秦桑云劝道:“佟哥,你冷静一点,听安国公爷把话说完。”佟越这才再次坐下,依旧对任舒航怒气冲冲。
秦桑云看着任舒航问道:“宫纤尘和你提出的条件就是我吗?”
任舒航点了点头道:“我的女儿在望月馆的手中为人质,我投鼠忌器。纵然有通天的本领也无法施展,而且那个时候皇上还是一心要立她为太子妃,这是何等的大事,若是成了,我岂不成了遗祸朝廷的千秋罪人,可是我偏偏又是有口难言。我不知道该如何是好,刚好西楚使节前来,请求和亲赐婚,皇上正为和亲人选烦恼,我心念一动,就将宫纤尘推了出去。”
佟越冷笑道:“你倒想的真是周到,可曾想过这样的一个人到了西楚又会做出什么伤天害理的事来。”
任舒航道:“宫纤尘所做的事就要要对付秦姑娘,我答应将秦姑娘交给她,以便换取我女儿的消息。”

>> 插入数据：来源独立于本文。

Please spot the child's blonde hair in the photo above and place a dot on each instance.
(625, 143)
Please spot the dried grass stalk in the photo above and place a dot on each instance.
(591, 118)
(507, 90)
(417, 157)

佟越怒目而视恨声道:“你还真是一个好父亲,哼,那么皇上口中的什么大赦天下,改判流刑,让我日后能与桑云重逢的话都是屁话了!你明摆着就是要将我从桑云身边调开,好让宫纤尘可以动手。”
任舒航道:“皇上听从我的建议,不明其中的缘由,自然对你们二人是出自一片真心,请二位不要误会皇上的好意,一切都错在于老夫。”